Si cada artículo sobre el caso Karla Sofía Gascón se hubiera usado para dar voz a colectivos antirracistas; si cada tuit y cada story se hubieran utilizado para difundir el trabajo de activistas contra el racismo; si la energía que se ha gastado en machacar a la actriz se hubiera trasladado a la escucha de discursos que van más allá del mero punitivismo, quizás la evidente censura que merecen esas opiniones hubiera servido para algo más que para convertir a la de Alcobendas en la villana del capítulo en emisión de ese trepidante reality show en que se ha convertido la actualidad.
Ya es tarde para eso. Lo que podríamos haber aprendido del traqueteante desarrollo vital de Gascón ha quedado para siempre anulado por su extrema y velocísima concatenación de auge y caída, que marcará el récord hasta que sea superada por la siguiente y más espectacular cancelación. No faltará quien deba afrontar con sonrojo opiniones y comportamientos pasados, ni mucho menos quienes se sumen al degüello de una manada que se materializará allí donde se la reclame.

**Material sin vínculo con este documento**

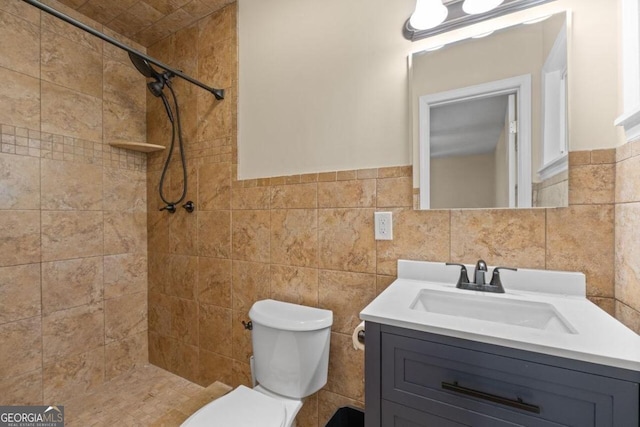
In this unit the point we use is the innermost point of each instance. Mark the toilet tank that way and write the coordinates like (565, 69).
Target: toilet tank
(290, 347)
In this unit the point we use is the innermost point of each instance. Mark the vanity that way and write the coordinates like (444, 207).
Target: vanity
(540, 354)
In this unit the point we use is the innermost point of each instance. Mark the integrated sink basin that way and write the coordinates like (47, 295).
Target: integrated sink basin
(479, 306)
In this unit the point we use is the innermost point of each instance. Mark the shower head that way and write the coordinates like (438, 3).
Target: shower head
(143, 66)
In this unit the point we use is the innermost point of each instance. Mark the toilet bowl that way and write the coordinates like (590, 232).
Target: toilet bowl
(245, 407)
(290, 362)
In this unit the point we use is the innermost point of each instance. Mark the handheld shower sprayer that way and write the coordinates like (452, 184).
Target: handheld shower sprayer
(156, 87)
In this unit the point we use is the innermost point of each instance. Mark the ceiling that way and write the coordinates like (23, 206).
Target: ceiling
(146, 21)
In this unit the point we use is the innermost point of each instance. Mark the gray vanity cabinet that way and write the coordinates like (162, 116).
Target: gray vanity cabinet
(416, 379)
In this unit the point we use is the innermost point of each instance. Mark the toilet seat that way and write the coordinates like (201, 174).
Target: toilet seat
(243, 407)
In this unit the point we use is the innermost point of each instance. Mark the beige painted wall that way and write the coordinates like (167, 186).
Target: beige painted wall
(463, 182)
(328, 87)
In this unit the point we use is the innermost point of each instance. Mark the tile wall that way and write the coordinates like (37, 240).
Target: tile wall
(309, 238)
(73, 263)
(627, 261)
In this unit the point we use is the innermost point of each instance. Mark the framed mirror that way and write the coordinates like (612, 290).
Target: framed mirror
(490, 119)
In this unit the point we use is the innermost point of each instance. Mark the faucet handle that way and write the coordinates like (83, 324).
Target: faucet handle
(495, 277)
(464, 278)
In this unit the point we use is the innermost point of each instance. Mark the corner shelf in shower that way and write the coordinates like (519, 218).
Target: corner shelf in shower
(137, 146)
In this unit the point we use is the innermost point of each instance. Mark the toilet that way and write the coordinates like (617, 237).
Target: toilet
(290, 362)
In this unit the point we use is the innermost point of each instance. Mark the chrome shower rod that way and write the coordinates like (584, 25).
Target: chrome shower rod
(218, 93)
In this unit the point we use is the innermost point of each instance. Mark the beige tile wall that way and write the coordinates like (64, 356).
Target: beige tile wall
(627, 220)
(309, 238)
(73, 263)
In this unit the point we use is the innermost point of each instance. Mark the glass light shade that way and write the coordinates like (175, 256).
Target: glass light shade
(473, 7)
(428, 14)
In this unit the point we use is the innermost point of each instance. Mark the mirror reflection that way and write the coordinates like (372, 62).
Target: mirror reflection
(490, 120)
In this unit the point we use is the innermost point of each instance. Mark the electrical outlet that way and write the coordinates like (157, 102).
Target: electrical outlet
(383, 225)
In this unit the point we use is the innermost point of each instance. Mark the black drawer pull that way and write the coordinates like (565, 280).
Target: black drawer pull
(518, 404)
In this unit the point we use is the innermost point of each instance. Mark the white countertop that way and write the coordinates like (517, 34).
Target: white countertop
(599, 338)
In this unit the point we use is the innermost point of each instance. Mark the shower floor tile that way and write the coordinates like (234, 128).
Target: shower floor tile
(144, 396)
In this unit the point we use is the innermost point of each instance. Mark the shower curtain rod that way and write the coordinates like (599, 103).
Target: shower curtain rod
(218, 93)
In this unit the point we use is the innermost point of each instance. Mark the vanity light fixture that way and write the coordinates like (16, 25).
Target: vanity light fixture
(482, 35)
(432, 17)
(431, 49)
(428, 14)
(535, 21)
(474, 7)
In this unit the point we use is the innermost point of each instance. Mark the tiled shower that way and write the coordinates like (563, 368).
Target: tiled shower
(80, 224)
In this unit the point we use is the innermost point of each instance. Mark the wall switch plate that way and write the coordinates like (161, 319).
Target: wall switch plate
(383, 225)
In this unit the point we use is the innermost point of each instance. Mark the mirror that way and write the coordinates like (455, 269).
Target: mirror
(490, 119)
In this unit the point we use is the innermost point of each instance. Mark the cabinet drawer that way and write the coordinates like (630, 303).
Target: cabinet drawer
(432, 376)
(395, 415)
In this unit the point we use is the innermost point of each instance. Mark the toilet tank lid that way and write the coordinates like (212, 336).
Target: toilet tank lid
(290, 317)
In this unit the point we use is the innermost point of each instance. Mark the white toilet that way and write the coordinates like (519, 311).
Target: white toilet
(290, 362)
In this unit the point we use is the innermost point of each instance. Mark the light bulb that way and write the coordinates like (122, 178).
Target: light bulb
(474, 7)
(428, 14)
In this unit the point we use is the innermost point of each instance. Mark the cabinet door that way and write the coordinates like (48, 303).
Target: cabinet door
(394, 415)
(433, 377)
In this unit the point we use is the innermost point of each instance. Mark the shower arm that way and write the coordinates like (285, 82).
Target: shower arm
(218, 93)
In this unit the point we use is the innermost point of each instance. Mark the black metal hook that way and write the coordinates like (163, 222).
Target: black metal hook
(189, 206)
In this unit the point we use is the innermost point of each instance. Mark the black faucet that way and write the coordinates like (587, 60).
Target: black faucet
(478, 275)
(479, 283)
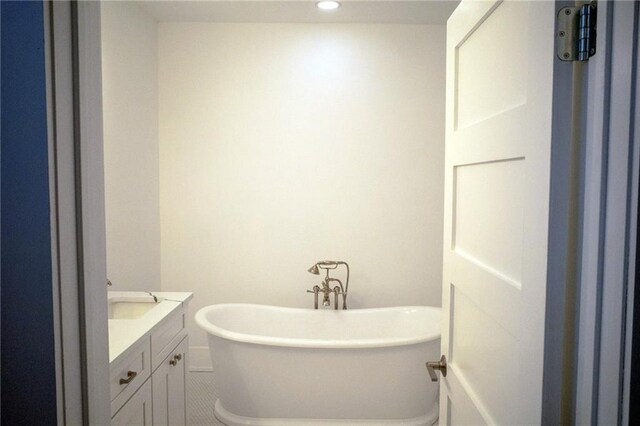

Mientras tanto, quienes no solo repiten ideas peligrosas y dañinas, sino que las generan, defienden y propagan en parlamentos y debates televisados, ganan cada vez más voz y más votos. Como ocurre con tantos resortes del sistema, quienes están en la parte inferior de la escala del privilegio son los más expuestos. La cancelación golpea más fuerte cuando más abajo cae.